[FOM] banach-tarski paradox
joeshipman@aol.com
joeshipman at aol.com
Thu Sep 24 13:55:59 EDT 2009
That article by Maddy ("How Applied Mathematics Became Pure", The
Review of Symbolic Logic v.1 #1 (June 2008) pp. 16-41) is quite
interesting and is about much more than ZFC (it can be found online at
http://www.pgrim.org/philosophersannual/pa28articles/maddyhowapplied.pdf
). Caution: the article contains a repeated, extremely nonstandard use
of the term "the continuum hypothesis" to refer to a statement about
the physical applicability of continuum mechanics.
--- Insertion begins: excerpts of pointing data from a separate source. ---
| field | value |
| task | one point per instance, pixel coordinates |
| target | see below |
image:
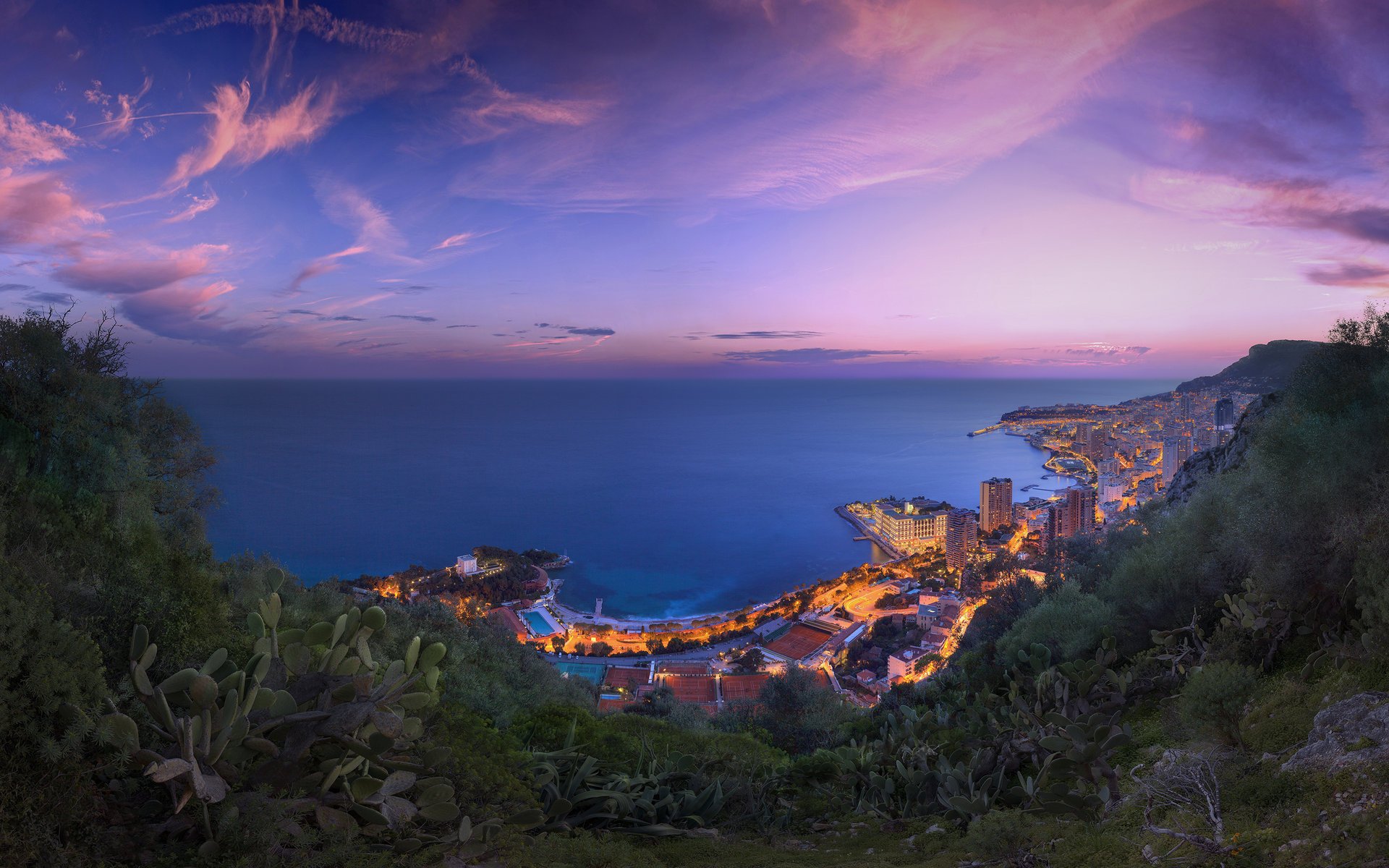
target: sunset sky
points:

I wonder whether people who understand the proof of the Banach-Tarski
theorem are less likely to regard it as evidence against the Axiom of
Choice than people who are merely informed that it is a consequence of
the Axiom of Choice. My reaction to the proof is that is disproves the
conjunction of the two physical principles "space is isotropic" and
"matter is infinitely divisible" and hence represents a useful
application of mathematics to physics, but does not make the Axiom of
Choice less plausible.
-- JS
-----Original Message-----
From: Monroe Eskew <meskew at math.uci.edu>
In a recent paper, Penelope Maddy discusses what the Banach-Tarksi
paradox has to say about the empirical truth of ZFC. She says that
the existence claim of Banach-Tarski "seems obviously absurd from a
physical point of view," and notes that some have taken it as
empirical evidence against Choice. As an alternative response, she
suggests instead concluding that the Lebesgue measurable subsets of
R^3, or perhaps a subset of L(R), is a better model of physical space.